Dourson, who worked for the EPA from the mid-1980s to the mid-1990s before founding the agency, has clients in the chemical industry, said to include Dow Chemical, Koch Industries and Chevron. This has led to questions about the objectivity of his risk assessments.

In September, the news agency Associated Press said it had learned that the nominee for the safety assessment job accepted payments for criticizing studies raising concerns about the safety of his clients' products and also supported them in lawsuits involving the products.

Under Pruitt, an appointee of President Donald Trump, Dourson has been serving as a senior adviser to the EPA.  It was initially unclear whether he would continue in that function, which does not require Congressional confirmation.

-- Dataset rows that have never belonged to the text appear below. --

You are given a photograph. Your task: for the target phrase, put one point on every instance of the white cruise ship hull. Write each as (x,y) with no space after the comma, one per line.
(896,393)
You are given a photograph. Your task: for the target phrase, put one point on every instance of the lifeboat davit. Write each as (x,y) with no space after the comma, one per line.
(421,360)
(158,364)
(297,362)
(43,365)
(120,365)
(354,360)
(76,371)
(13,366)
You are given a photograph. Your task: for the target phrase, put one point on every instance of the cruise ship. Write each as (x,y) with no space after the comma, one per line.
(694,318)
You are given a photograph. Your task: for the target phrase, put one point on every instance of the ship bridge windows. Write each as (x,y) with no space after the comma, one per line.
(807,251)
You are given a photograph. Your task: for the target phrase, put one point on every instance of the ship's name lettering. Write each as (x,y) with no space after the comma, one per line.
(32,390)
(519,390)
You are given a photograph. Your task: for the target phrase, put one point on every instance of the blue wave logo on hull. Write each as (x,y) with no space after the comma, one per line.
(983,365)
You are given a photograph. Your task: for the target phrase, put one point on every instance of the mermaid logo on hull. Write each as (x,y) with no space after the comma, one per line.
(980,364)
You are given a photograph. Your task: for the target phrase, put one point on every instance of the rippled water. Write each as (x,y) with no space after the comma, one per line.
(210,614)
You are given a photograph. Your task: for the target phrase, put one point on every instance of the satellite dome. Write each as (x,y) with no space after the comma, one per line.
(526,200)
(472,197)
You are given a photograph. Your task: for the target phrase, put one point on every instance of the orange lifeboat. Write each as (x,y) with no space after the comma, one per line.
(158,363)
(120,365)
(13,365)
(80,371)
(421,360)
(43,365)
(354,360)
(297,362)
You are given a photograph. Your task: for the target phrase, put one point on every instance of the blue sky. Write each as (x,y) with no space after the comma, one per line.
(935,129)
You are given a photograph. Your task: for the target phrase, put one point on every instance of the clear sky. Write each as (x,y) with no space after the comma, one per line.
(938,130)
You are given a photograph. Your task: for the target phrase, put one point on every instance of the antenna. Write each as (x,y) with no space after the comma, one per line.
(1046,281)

While the Senate’s environment committee had nodded off on the appointment in October, his chances of being approved by the full chamber looked doomed as the two North Carolina senators – both members of Trump’s Republican Party, which has a one-vote majority – withdrew their support. 

The legislators, Richard Burr and Tom Tillis, said they were unhappy about the potential EPA official’s ties to industry. In particular, they expressed concern about contamination issues along the state’s coast. Chemours and its predecessor DuPont have been accused of illegally discharging fluorinated compounds into the Cape Fear River, a source of municipal drinking water for the coastal city of Wilmington and other nearby communities.

State authorities said tests have shown that discharges of the flurochemical GenX, the replacement for the controversial PFOA (C8) used in production of non-stick coatings,  has contaminated at least eighty-five wells near the company’s plant at Fayetteville.